Effectivement, le pain au chocolat est en péril. La cause ? Les intempéries en Côte d'Ivoire et au Ghana, principaux producteurs de cacao, ont sérieusement impacté les récoltes. Cette pénurie entraîne une flambée des prix, qui ont plus que doublé en un an. Ce contexte complique l'approvisionnement en chocolat, notamment des fameuses « bâtons lunes » utilisés par les artisans-boulangers. Dominique Anract, président de la Confédération nationale de la boulangerie-pâtisserie française, s’inquiète : « On n'a jamais connu ça auparavant, ce genre de manque de chocolat. »
Christophe Herby, gérant de la boulangerie du Parc à Ajaccio, confirme ces difficultés : « Nous travaillons avec quatre fournisseurs, mais il n'en reste qu'un avec des bâtons disponibles, et à quel prix ! » Si la situation perdure, le pain au chocolat pourrait bientôt être considéré comme un « produit de luxe ». Malgré un attachement à la tradition artisanale, certains boulanger préfèrent envisager le recours aux surgelés, une idée qui fait grincer des dents au sein de la profession.

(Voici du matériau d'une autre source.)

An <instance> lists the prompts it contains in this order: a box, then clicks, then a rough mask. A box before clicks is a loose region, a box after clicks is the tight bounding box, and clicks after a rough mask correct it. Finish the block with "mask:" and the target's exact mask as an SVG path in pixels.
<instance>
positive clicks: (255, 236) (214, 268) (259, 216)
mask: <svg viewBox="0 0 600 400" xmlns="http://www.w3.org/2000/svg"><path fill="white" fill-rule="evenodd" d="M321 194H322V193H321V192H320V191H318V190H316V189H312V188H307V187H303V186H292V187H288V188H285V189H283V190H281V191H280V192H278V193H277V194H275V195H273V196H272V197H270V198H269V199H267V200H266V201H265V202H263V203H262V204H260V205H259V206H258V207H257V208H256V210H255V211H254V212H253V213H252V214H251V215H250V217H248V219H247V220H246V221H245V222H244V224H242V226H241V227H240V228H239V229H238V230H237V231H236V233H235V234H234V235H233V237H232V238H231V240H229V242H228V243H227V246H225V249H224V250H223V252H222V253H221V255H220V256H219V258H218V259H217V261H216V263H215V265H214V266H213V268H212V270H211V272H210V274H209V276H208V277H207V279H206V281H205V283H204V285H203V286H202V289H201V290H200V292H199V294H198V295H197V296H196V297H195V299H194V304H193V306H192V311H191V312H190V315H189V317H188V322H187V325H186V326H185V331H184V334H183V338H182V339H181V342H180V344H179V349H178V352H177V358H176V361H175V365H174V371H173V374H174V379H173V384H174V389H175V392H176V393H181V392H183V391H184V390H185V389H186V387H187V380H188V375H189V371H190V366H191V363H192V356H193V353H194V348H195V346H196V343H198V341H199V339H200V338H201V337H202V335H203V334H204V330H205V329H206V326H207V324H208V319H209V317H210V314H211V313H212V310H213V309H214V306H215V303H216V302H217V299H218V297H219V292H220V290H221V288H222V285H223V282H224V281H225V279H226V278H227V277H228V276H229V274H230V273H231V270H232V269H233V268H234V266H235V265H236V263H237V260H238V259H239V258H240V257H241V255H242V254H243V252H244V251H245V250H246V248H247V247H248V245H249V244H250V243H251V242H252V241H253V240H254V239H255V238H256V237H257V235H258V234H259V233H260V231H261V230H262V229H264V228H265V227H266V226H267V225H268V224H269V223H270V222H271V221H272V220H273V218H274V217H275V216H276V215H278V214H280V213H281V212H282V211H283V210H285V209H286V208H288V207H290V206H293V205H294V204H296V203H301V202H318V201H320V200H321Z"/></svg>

La fameuse « chocolatine », comme on la nomme dans le Sud-Ouest, n’est pas la seule touchée par cette pénurie. Toutes les viennoiseries au chocolat sont également concernées. Peut-être faudra-t-il adapter temporairement ses envies en troquant brioche suisse pour un bon vieux pain aux raisins, en attendant une amélioration de la situation…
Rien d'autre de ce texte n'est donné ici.